The Ninth Circuit issued an en banc ruling that greatly limits the rights of public TV and radio broadcasters nationwide, relying on a 45-year old ruling in Red Lion Broadcasting v. FCC (1969).
The Ninth Circuit upheld a federal law prohibiting corporate and campaign advertising on public radio and television and ruled that the government has a substantial interest in imposing advertising restrictions to preserve the essence of public broadcast programming and that Congress recognized that advertising would change the character of public broadcast programming and undermine the intended distinction between commercial and noncommercial broadcasting.
Minority Television Project Inc., a California nonprofit group operates the public television station KMTP in Palo Alto, California, many of whose broadcasts and announcements are in Asian languages, sued the Federal Communications Commission after it was fined $10,000 by the FCC for allegedly broadcasting ads.
Federal law bans broadcasters from airing paid ads for political candidates, issue advocacy and corporations on public radio and TV. The law allows programming suppliers such as National Public Radio to broadcast messages by corporate sponsors, however. The station claimed the ban on ads violates its right to free speech.
The Ninth Circuit en banc majority rejected arguments that broadcast speech should receive the same deference that the U.S. Supreme Court gave to speech related to elections in its 2010 Citizens United ruling that allowed corporations and unions to spend unlimited sums on political campaigns. Citizens United was not about broadcast regulation; it was about the validity of a statute banning political speech by corporations.
TV and radio broadcasters are subject to greater regulation than any other form of media or speech. The outdated Red Lion Broadcasting v. FCC, 395 U.S. 367 (1969) decision requires courts to apply a lax standard when scrutinizing restrictions on broadcasting. The Supreme Courts rationale in Red Lion was that the broadcast spectrum, then the primary means of long-range communication, was a scarce resource.
Even if that justification was valid 45 years ago, it is obsolete today given the explosion in new media such as cable and satellite TV and the internet. Over the years, however, the FCC has used this lower standard to justify wide-ranging restrictions on the free speech of broadcasters from obscenity rules to rules governing even the ownership of broadcast stations that never would pass muster if applied to other speech. The Ninth Circuit not only upheld this justification in general, but used it to rationalize relaxed scrutiny applicable to political speech in particular, despite the Supreme Courts recent command in Citizens United v. FEC, 558 U.S. 310 (2010).

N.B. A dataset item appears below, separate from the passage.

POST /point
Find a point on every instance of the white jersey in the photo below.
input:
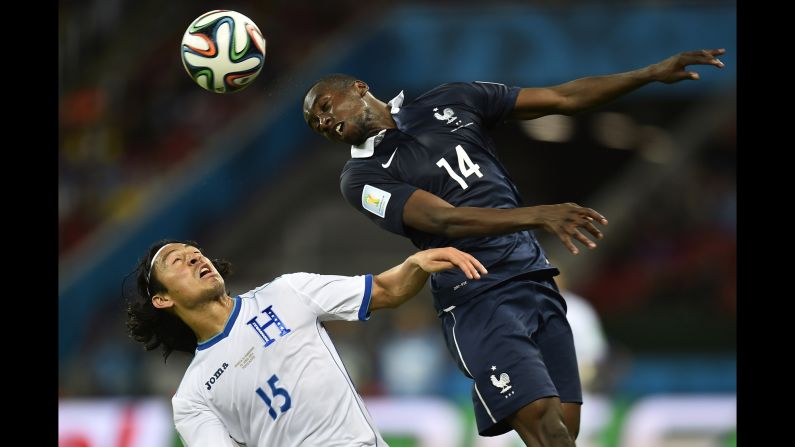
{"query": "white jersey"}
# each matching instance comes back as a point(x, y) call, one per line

The thrust of our brief, filed with Southeastern Legal Foundation and several other non-profits, primarily addressed the issue whether, in light of the Courts decision in Citizens United v. FEC, 558 U.S. 310 (2010), courts should apply strict scrutiny to bans on paid political messages that are broadcast, rather than rational basis review, or intermediate scrutiny, as in FCC v. League of Women Voters, 468 U.S. 363 (1984).